Melanoma has long been at the forefront of immunotherapy research, and according to Winter, that’s no accident.

“Melanoma is perhaps the most immunogenic tumor, which means that immunotherapy just works better for melanoma than most other cancer types,” he said. “It is part of the skin, which is chock full of immune cells, and so these therapies tend to begin in the melanoma space, and they’re effective.”

Whether the approach will prove equally powerful for other cancers is still an open question — but researchers are actively pursuing it.

“There’s a lot of interest, a lot of promise, a lot of anticipation, and these trials are ongoing in all sorts of tumor types, including some of the most aggressive ones like pancreatic cancer,” Winter said.

What comes next

Researchers at NYU Langone Health, who led the trial, are now analyzing results from a larger Phase 3 study involving 1,000 patients across the United States and Europe.

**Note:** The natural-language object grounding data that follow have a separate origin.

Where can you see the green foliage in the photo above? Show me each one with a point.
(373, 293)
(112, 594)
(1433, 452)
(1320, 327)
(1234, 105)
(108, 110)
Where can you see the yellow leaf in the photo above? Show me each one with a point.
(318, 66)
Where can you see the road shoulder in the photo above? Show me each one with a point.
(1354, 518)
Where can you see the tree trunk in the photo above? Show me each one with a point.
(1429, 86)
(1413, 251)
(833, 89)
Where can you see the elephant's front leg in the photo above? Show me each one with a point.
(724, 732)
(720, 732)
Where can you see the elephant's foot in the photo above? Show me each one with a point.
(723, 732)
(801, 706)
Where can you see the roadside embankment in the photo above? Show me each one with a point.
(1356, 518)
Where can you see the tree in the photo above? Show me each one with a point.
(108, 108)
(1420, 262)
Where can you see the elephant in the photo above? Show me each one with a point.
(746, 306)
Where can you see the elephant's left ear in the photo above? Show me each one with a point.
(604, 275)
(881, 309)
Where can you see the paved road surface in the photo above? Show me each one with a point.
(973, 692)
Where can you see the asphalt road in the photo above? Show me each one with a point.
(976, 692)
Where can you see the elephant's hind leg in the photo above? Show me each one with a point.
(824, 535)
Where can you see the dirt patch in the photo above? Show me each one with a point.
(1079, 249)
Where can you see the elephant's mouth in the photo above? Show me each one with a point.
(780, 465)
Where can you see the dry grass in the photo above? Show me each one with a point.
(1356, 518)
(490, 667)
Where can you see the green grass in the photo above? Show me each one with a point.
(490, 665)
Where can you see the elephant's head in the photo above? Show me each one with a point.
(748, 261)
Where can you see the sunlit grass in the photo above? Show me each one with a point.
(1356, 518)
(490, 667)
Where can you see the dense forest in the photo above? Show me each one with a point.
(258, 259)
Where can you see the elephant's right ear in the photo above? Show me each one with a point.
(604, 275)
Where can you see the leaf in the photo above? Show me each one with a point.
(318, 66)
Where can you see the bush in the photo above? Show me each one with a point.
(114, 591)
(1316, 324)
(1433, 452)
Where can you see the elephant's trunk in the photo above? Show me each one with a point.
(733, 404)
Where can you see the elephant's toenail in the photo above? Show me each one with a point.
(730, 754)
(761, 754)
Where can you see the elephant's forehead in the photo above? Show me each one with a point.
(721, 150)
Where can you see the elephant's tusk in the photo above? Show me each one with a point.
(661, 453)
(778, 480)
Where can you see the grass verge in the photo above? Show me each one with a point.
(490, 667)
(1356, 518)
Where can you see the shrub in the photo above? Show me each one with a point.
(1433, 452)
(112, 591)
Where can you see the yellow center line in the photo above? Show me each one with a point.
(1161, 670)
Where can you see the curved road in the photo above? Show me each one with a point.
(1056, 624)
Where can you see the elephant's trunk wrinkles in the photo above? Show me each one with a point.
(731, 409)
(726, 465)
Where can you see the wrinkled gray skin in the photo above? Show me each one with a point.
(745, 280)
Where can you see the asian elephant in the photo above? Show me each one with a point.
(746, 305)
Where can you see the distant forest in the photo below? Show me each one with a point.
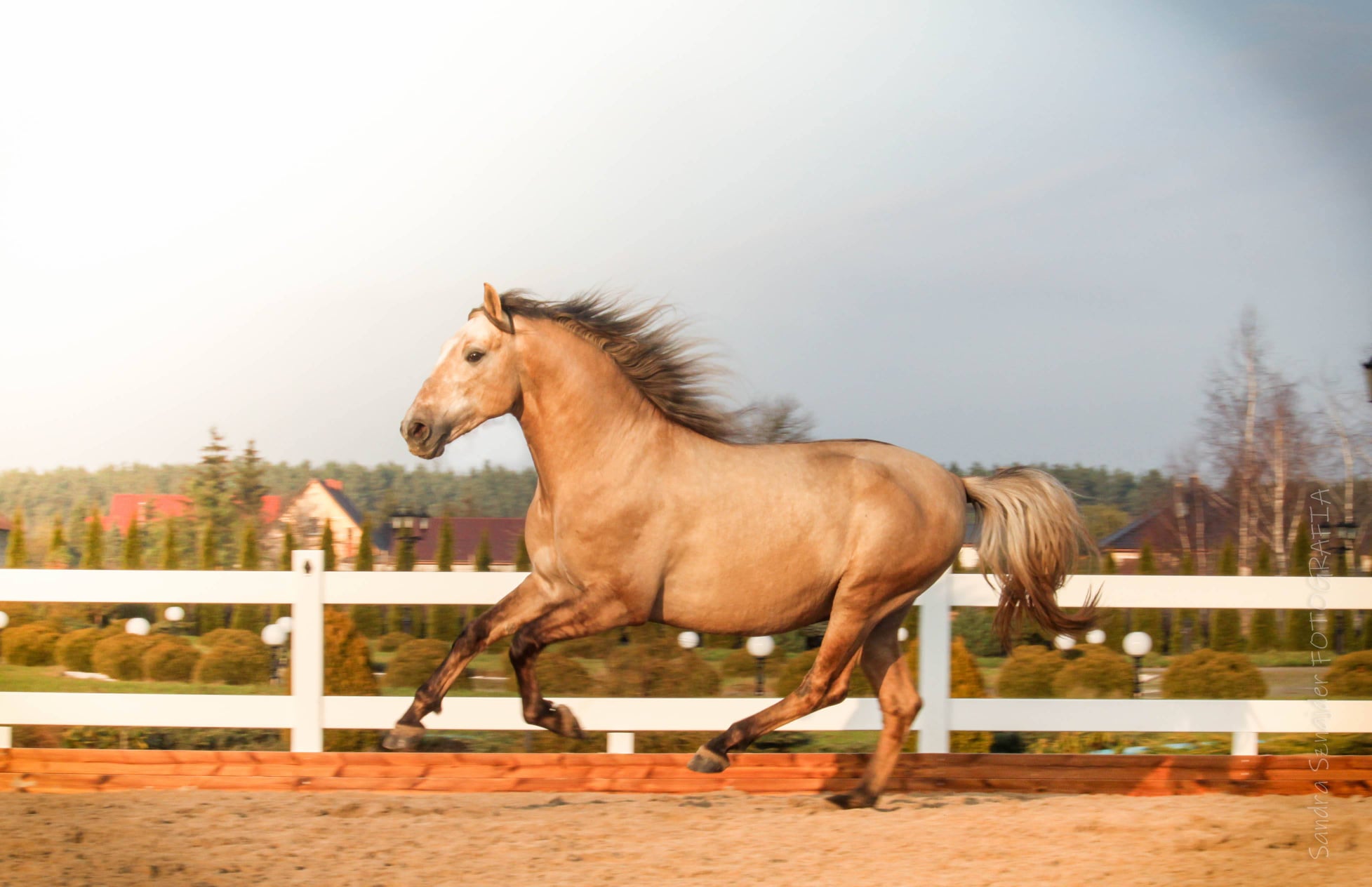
(1109, 498)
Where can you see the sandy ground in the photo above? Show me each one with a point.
(342, 839)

All participants have completed treatment, and results are expected soon.

If the larger trial confirms what the five-year data suggests, experts say it could fundamentally change how cancer is treated — not just for melanoma, but across oncology.

“If this is successful, this will open up a new field that will be relevant not just to melanoma, but many other cancers,” one researcher involved in the trial noted.

For now, the five-year milestone matters on its own. Most cancers that are going to return do so within that window. Reaching it cancer-free is increasingly being seen as a meaningful marker of long-term survival.